I follow (association) football before rugby union, but I am sure I am not the only football fan who has been enthralled by the Rugby World Cup. For me, most refreshing of all is the different culture of the game most obviously demonstrated by the respect shown for referees.
To see a burly Boer tell a man a full foot shorter than him “Sorry Sir” is an aspect of the game which should never be lost. It plays to an honesty and a camaraderie between all participants which has long, unfortunately, been lost to football at the highest level.
Yet there is a real risk that rugby, as it becomes more professional and more exposed to media scrutiny, will lose this culture (and consequent honesty and camaraderie) which make it so refreshing. That risk was evident yesterday.
In a wholly unexpected and frankly incomprehensible turn of events, Scotland, who had almost been eliminated in the previous game by tiny Samoa, found itself involved in an epic match against Australia, previously the tournament’s stand-out team. An intercept gave Scotland a try and conversion and a two-point lead with just seven minutes to play. A miraculous victory, and a long-awaited triumph for Northern Hemisphere over Southern Hemisphere, seemed nigh.

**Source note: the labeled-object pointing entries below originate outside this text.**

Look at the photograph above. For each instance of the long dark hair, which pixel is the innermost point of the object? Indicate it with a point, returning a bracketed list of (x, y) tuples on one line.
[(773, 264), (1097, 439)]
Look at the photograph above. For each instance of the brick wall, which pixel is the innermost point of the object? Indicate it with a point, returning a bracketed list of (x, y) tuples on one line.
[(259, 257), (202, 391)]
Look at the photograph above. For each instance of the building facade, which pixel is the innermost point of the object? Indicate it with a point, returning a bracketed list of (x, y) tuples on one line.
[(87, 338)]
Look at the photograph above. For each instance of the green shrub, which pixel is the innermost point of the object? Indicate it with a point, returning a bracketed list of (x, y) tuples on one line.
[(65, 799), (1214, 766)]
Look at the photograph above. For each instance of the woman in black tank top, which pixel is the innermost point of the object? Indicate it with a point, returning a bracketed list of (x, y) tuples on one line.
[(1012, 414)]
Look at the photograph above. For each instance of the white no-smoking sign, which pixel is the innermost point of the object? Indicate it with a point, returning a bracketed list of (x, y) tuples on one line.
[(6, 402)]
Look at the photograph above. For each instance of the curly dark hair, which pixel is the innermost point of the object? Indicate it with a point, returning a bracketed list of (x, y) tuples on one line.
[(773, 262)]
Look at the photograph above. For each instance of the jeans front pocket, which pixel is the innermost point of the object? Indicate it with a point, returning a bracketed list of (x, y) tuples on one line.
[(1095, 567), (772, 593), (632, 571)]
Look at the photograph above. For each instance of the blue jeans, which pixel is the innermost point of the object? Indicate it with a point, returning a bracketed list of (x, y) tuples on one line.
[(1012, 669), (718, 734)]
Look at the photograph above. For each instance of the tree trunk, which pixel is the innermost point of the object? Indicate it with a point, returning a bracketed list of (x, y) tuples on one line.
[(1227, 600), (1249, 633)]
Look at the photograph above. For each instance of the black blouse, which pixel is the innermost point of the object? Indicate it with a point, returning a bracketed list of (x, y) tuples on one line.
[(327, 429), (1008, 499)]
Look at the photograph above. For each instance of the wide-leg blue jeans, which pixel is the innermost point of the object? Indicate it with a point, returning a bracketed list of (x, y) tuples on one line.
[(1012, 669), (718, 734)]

Yet the Scots contrived to lose a line-out near their own 22-metre line two minutes from time, and in the melee the ball bounced forward (from a Scottish point of view) into an offside Scottish hand, meaning a penalty to Australia.
There was some discussion about whose hand it had come off, with a suggestion that an Australian would merely have meant a scrum. Actually, as is so often the case with football, this merely served to show that the presenter and pundits did not know the laws of the game. Whose hand it came off was, in fact, redundant.
However, all the talk after the game was about the referee’s conduct. In football, this would be normal; but in rugby it did not strike me as loyal to the culture of the game. To use words like “disgusting” and to headline articles with stories about how a (widely respected) referee should now no longer officiate at international level is just not the way rugby works even if a mistake has been made (and also objectively ludicrous in this case, given the referee did not make a mistake). To re-emphasise: uninformed punditry from past players (but not past referees) is par for the course for football, but is not traditionally part of rugby. I fail to see how it is a good thing for rugby to follow football in this regard!
It was cruel. The Irish know only too well how it feels to seem set to steal a World Cup quarter final unexpectedly against Australia with a late try, only to have it seized away again with a last-gasp score (as happened in 1991). However, the rugby thing to do would be to focus on what an outstanding match it was, what a fine and unexpected effort the underdogs put up, and how well the Australians did to keep cool under pressure. If further discussion about crucial mistakes were really required, the obvious starting point was the decision to throw a line-out long so late in the game, which was always a risk particularly in the wet. Even if there is a dispute about the late penalty award (and, to emphasise, the farce in all this is that there really is not), the point to make is that the Australians were in strong position to kick three points anyway.
Let us be clear, paedophilia is “disgusting”; toddlers having shotguns is “disgusting”; a referee recognising he may not be popular and walking off the field quickly is perhaps “poor etiquette”, but we need to have some proportion – it is not “disgusting”.
We all say things in the emotional aftermath of a game, but rugby has a wonderful culture of respect, honesty and camaraderie. This culture should be maintained and promoted, not allowed to wither as the sport turns into football. It would do no harm to note what an astonishingly difficult game rugby is to referee – with more regulations covering the breakdown alone than there are for the entire game of association football! It would also do no harm to note that the referee had it right (just as he did when sending Wales’ Sam Warburton off in the last World Cup’s semi).
So I think it would be wise for some of those who got a little emotional to apologise to Mr Joubert; and for the commentary and punditry to focus on the wonderful entertainment and fine play this World Cup is providing, without an unhealthy focus on referees who are only doing their best (which is usually very good and always considerably better than the pundits expressing “disgust”) in extraordinarily difficult circumstances.